February 2016

On Light & Dark, ARTS 1125

In this assignment, we are considering light and dark and their associated dichotomies. In conjunction with our light project, we have two excellent readings, “A Negress Speaks out: The Art of Kara Walker” by Annette Dixon and William Kendridge’s “Black Box: Between the Lens and the Eyepiece.”

Kara Walker’s “Negress” installation series uses the old craft of silhouetting to describe power dynamics of race and slavery in The South, pre-Civil War. The seductive Negress is both powerful and powerless in relation to her white master. (In looking for the male equivalent of the word “mistress,” I realized that there isn’t one. The words “lover,” “paramour,” and “gigolo” fail to match the connotation of “mistress.” How interesting.) Walker also uses the swan to reference the classic story of Leda and the Swan, where Zeus assumes the form of a swan to seduce Leda, the wife of the King of Sparta. She bore two of Zeus’ children. Plantation owners often impregnated slaves to create more slaves, and a “black swan event” is one in which the unexpected has big consequences.
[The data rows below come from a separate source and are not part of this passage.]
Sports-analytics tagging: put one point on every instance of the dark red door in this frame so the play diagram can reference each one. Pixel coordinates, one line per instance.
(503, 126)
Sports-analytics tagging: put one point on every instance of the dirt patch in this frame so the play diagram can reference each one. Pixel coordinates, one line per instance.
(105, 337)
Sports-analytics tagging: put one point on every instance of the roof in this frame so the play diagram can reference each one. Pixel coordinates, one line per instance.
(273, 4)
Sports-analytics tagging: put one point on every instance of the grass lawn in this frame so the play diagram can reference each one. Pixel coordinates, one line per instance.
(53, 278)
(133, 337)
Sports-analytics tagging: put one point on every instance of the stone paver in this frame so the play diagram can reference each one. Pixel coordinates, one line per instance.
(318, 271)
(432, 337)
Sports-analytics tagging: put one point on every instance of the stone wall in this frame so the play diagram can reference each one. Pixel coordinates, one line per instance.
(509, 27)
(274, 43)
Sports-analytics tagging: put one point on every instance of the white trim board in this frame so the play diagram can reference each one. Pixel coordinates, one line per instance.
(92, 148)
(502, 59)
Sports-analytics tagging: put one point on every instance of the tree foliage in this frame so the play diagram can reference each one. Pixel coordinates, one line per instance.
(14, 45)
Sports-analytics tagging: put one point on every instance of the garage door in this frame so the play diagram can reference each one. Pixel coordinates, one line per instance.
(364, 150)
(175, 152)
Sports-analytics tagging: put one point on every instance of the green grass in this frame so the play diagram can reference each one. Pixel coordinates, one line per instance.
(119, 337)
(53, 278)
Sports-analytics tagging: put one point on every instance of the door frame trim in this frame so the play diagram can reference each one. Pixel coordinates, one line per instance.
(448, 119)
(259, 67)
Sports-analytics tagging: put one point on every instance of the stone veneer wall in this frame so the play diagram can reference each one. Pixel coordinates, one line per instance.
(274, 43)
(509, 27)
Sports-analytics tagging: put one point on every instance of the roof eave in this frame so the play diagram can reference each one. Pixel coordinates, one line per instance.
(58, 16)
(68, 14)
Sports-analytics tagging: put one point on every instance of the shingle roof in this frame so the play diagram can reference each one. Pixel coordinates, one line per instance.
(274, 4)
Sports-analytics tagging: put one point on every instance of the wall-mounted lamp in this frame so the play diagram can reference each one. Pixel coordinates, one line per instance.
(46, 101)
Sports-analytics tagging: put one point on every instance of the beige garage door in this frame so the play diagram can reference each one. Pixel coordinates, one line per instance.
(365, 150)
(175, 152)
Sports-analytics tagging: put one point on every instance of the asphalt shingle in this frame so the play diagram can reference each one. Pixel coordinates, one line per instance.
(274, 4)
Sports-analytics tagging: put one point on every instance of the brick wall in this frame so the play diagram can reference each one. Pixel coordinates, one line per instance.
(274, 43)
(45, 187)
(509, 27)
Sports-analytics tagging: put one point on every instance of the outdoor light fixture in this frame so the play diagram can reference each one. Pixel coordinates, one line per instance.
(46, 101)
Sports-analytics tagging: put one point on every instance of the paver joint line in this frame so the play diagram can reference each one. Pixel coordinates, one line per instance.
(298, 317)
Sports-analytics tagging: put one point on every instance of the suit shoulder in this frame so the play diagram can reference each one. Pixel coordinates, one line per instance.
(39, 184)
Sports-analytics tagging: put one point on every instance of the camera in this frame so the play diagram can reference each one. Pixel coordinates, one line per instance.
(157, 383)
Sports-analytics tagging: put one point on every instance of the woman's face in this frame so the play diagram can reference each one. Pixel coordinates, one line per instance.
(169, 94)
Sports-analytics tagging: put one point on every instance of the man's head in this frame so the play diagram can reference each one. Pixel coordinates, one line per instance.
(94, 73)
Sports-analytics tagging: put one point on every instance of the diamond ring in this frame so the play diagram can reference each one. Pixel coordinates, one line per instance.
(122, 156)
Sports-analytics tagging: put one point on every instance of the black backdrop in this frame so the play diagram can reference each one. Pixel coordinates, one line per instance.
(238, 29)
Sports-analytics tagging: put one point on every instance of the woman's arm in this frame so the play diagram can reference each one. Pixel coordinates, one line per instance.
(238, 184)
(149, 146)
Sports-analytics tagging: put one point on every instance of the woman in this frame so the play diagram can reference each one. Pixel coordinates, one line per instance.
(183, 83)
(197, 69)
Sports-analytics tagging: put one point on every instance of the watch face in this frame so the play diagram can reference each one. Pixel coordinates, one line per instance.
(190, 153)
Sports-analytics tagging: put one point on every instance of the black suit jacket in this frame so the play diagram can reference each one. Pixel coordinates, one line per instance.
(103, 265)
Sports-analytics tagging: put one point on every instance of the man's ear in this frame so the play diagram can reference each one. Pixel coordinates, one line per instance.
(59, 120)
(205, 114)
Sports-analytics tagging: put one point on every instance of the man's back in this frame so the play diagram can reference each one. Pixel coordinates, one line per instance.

Power is often like that – hidden, creating change where and when it is not expected.

William Kendridge’s take on light and dark moves from considering it literally to considering it metaphorically, as with Plato’s analogy of the cave as it relates to the concept of “forced” enlightenment, “enlightened” despots, and colonization. Personally, these days I have been thinking a lot about the human assignment of meaning to things and events and how we use that to justify events or our actions. I have been thinking about the platitudes people offer to those who hard things have happened to. “It was God’s will,” “it was/wasn’t meant to be,” and “it was their time” are platitudes that are actually intended to make the speaker feel safer from tragic events. It generally does not soothe the recipient. At least not me. It reminds me of the concept of Manifest Destiny, where Europeans’ crimes against indigenous peoples were justified by the concept that because God allowed it to happen, that it was supposed to be that way. I can’t buy that, big scale or small.
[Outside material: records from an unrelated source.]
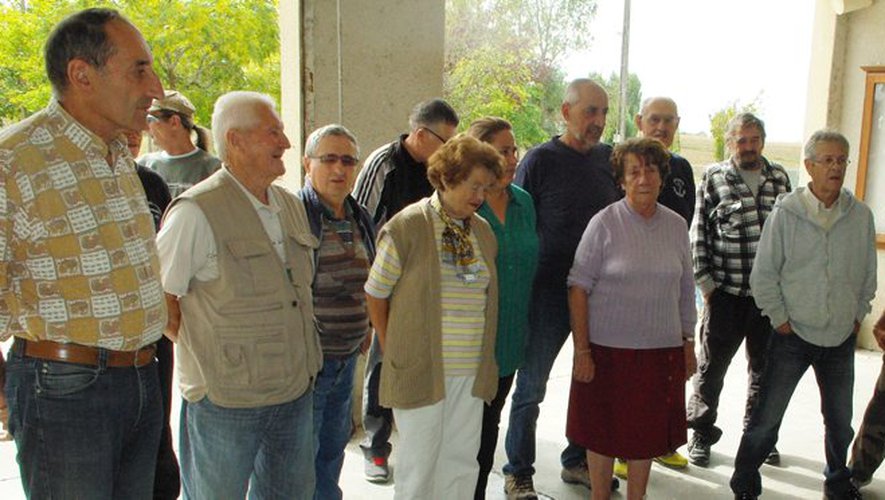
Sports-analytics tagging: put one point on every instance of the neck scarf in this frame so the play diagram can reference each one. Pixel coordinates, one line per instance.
(455, 237)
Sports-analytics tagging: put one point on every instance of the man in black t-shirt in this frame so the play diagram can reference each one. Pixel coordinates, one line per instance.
(167, 480)
(659, 118)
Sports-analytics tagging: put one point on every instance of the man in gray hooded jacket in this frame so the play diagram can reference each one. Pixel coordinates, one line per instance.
(814, 277)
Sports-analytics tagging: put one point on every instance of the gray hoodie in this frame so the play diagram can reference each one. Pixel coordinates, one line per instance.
(821, 281)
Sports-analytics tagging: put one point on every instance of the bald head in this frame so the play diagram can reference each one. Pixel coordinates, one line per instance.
(658, 118)
(584, 108)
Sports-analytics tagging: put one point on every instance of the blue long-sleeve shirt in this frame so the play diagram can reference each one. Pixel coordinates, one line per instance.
(568, 188)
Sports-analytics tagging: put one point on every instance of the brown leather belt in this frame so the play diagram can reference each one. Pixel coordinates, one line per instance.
(83, 355)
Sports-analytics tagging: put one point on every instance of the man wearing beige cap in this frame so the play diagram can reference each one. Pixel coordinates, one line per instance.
(181, 163)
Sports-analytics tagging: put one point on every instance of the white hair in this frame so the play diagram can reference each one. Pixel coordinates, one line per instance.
(236, 110)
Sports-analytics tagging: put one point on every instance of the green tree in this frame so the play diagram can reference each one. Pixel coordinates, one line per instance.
(612, 86)
(502, 58)
(719, 120)
(202, 48)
This assignment also reminds me of a line in the new Star Wars series of movies that I saw in January. Early in the movie, it is explained that both the light and the dark are required to maintain balance in the Universe. In a more yin/yang way, I agree that expansion and contraction balance each other – for every in-breath, there is an out-breath. All that arises shall pass. I know that there are alternate versions of Star Wars where the Dark prevails over the Light. The statement that dark and light keep each other in balance feels to me more like justification of bad behavior. I don’t believe that peace requires violence or that joy requires suffering. I just don’t.
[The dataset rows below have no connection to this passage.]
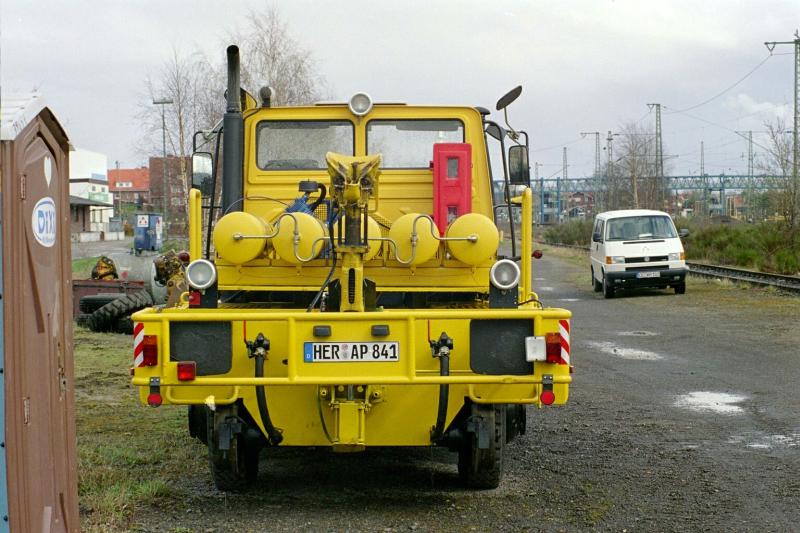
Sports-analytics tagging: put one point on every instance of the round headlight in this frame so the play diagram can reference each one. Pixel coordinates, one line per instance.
(360, 104)
(504, 274)
(201, 274)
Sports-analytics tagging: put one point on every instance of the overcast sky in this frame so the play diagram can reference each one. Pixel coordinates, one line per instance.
(583, 65)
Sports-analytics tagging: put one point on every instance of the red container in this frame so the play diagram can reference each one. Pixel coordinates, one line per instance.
(452, 182)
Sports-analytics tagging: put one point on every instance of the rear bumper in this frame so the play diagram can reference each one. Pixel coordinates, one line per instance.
(289, 330)
(632, 279)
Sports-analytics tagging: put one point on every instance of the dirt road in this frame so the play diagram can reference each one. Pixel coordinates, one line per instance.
(683, 417)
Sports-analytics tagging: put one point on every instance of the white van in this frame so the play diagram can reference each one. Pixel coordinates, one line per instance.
(636, 248)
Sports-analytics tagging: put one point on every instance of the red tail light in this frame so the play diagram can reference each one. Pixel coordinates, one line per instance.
(149, 350)
(187, 370)
(556, 349)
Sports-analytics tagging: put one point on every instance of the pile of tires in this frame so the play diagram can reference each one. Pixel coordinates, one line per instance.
(111, 312)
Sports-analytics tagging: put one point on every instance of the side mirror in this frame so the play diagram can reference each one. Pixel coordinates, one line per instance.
(518, 167)
(495, 131)
(509, 97)
(202, 165)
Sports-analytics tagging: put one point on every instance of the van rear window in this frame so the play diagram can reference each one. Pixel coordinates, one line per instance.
(640, 228)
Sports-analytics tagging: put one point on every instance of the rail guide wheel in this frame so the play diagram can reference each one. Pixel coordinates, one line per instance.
(480, 464)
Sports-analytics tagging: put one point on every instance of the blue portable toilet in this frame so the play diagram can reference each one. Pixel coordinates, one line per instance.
(148, 233)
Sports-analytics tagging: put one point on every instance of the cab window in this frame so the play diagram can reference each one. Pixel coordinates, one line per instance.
(409, 143)
(640, 228)
(301, 144)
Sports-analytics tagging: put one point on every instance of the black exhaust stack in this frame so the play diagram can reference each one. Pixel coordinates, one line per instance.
(233, 147)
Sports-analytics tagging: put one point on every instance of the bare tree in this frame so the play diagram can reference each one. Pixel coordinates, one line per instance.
(633, 182)
(196, 85)
(778, 162)
(272, 56)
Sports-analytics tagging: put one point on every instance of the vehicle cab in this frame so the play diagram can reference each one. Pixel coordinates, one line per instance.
(637, 248)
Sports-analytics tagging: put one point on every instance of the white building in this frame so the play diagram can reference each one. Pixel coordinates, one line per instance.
(88, 179)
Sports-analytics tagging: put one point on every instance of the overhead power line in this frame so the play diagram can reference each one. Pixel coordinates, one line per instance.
(740, 80)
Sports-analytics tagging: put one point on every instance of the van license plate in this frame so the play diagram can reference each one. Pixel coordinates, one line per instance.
(351, 352)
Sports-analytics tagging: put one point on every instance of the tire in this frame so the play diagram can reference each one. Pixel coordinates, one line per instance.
(92, 302)
(105, 318)
(608, 289)
(483, 469)
(124, 325)
(84, 320)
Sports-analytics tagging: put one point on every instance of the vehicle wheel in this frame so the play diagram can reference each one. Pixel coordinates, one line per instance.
(124, 325)
(608, 289)
(93, 302)
(482, 468)
(234, 469)
(84, 320)
(106, 317)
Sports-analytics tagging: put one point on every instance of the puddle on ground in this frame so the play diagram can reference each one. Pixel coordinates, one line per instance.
(637, 333)
(764, 441)
(623, 352)
(711, 402)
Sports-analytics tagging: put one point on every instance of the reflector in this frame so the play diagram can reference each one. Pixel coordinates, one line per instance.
(187, 370)
(154, 399)
(150, 350)
(547, 397)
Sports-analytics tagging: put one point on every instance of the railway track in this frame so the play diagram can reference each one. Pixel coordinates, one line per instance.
(781, 282)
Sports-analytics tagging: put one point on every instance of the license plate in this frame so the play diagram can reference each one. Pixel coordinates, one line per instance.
(351, 352)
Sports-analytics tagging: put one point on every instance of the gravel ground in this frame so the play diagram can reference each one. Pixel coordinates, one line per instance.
(682, 417)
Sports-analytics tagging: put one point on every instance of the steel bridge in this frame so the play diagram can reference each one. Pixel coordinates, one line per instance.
(675, 183)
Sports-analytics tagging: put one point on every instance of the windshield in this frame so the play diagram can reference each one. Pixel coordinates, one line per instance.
(640, 228)
(409, 143)
(301, 144)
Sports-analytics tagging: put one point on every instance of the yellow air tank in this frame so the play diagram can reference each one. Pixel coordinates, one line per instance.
(427, 244)
(473, 252)
(229, 232)
(311, 233)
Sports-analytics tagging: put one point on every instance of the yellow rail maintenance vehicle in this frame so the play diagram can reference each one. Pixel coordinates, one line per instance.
(352, 291)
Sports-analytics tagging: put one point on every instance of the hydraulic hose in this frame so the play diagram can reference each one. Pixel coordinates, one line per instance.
(444, 396)
(274, 437)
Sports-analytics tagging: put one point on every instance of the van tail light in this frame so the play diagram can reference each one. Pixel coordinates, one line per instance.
(187, 370)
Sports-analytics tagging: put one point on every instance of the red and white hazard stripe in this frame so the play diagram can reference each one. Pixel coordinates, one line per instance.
(138, 344)
(563, 329)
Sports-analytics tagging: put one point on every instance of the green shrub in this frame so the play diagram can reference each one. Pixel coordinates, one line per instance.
(574, 232)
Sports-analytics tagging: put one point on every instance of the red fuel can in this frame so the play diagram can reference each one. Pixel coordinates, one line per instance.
(452, 182)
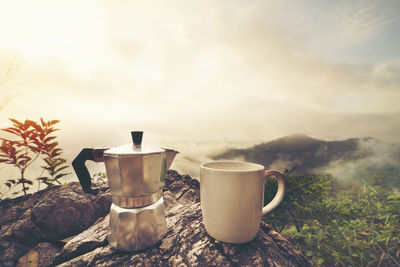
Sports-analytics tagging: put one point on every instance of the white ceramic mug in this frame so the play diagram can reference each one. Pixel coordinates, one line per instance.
(232, 194)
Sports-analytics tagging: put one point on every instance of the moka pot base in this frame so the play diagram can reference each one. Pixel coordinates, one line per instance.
(137, 228)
Visually, though, areas of light and dark help to define each other to our eye. We rely on contrast (or lack thereof) to perceive forms to which we assign meaning. This is how most of us navigate the world. Kendridge also said that we can’t help but suspend disbelief when an image registers to our brain as representing a particular thing. We can’t not see it.

Light and dark is a fascinating topic. We can look at it literally or figuratively. It is easy for me to get lost in color, but simple light and dark is really powerful.



On Color ARTS 1125

The question I have been asked to answer is why color is such a powerful force in visual art.

Because we are animals that see certain colors. Dogs enjoy a wide palette of scents, and we converse in colors. Color helps us find fruits and things that are good for us, and we lack the ability to sniff them out.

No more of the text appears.